“Communication Breakdown, It’s always the same,
I’m having a nervous breakdown, Drive me insane!” ~ Zeppelin
Robert Plant has it spot on!
Communication—it’s can be the most simple task, yet the most complex. Communication is a basic survival necessity. We need it to be able to live with other people, to live with ourselves.
How can we even communicate with our significant others if we can’t communicate our desires to ourselves?
How do we expect our relationships to get any where if you can’t have a simple conversation about what’s for dinner with our loves?
We are living in a society where communication has been dwindled down to text, email, Facebook, social media. People don’t talk anymore! There is a loss of energy and vibrations that talking aloud brings to the table. What happened to talking around a campfire? Talking around the dinner table? People don’t do that anymore (as I type this I am on one side of the table while my love is on the other playing a video game).
Talks of peace, dreams, goals, desires, inventions, ideas—don’t let these be of the past. When you communicate these to people via electronics, the passion, intensity, sincerity, is lost. Physically talking to your significant other about the happiest day of their life brings you to feel that happiness with them. You can hear the excitement, the love, the desire for that, in their voice.
Those positive vibrations are put out in to the Universe, bringing more positive ones back to you!
We can end wars by effectively communicating. We can bring peace by effectively communicating.

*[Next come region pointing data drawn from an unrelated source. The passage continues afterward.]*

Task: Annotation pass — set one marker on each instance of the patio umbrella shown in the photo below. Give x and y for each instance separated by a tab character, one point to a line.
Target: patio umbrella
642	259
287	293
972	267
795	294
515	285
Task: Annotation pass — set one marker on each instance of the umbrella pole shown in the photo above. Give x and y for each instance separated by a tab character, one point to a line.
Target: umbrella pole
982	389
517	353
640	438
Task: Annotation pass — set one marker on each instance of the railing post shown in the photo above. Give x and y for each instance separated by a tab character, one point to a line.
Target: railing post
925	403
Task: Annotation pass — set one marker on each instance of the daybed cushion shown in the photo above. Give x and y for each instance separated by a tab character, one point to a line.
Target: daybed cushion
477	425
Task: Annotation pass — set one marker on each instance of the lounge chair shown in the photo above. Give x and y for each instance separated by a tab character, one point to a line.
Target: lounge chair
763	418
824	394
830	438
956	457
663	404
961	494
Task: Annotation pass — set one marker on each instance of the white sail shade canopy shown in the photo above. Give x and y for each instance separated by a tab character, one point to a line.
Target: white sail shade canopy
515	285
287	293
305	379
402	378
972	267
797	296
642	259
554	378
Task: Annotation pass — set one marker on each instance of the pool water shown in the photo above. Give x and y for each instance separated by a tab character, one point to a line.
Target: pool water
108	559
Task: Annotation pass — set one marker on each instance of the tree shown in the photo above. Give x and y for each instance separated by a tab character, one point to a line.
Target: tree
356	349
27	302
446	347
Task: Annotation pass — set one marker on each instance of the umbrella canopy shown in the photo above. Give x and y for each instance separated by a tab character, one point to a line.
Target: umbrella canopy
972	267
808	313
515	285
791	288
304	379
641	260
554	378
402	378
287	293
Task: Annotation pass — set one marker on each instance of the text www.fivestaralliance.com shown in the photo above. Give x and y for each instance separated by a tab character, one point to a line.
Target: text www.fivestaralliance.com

Listen: Listen to one another. Not only verbally, but the non-verbal messages—(body language, inflection, eye movement—as well. While listening, don’t think about what to say, actively listen to their message so that you can fully receive what they are saying. You can have a clear picture then of their thoughts and feelings. The first step in proper communication is listening.
Emotions: Understand that everyone has different ways of processing thoughts and feelings. Something that may make you sad, may make them angry (remember anger is a secondary emotion, so they may not process or acknowledge the sadness first). By understanding their emotions, you can better gauge the situation and empathize with them.
Practice Empathy: Seeing situations from someones else’s perspective. You can see how they feel, think, behave, but you are not giving them pity nor remorse for it. You are actively acknowledging their emotions. This is key in allowing a safe and healthy environment for communicating.
And of course, “The Four Agreements” of Don Miguel Ruiz:
Be Impeccable with Your Word: Speak with integrity and belief. Say what you believe and say what you mean. Do not speak against others, nor of yourself. Negative words such as gossip will come back to you doubly in time. The power of Words should help bring light to this world! Not darkness!
Don’t Take Anything Personally: It’s hard, I know. But nothing that anyone does is because of you. They behave in such a manner because they are projecting what they dislike about themselves- on to you. Don’t be a victim to their reality.
Don’t Make Assumptions: Ask questions. Express yourself and your desires. Communication breakdown can lead to despair and unhappiness. You know what assuming does, right? Don’t let that happen—be above it and get to the point!
Always Do Your Best: Simple—be the best you can be. It’s not always the same. You change from millisecond to millisecond, but you can always be the best you there is! And why not?! Give the world the gift of you!
I hope with these nuggets of truth we can all effectively break the communication barriers in our lives!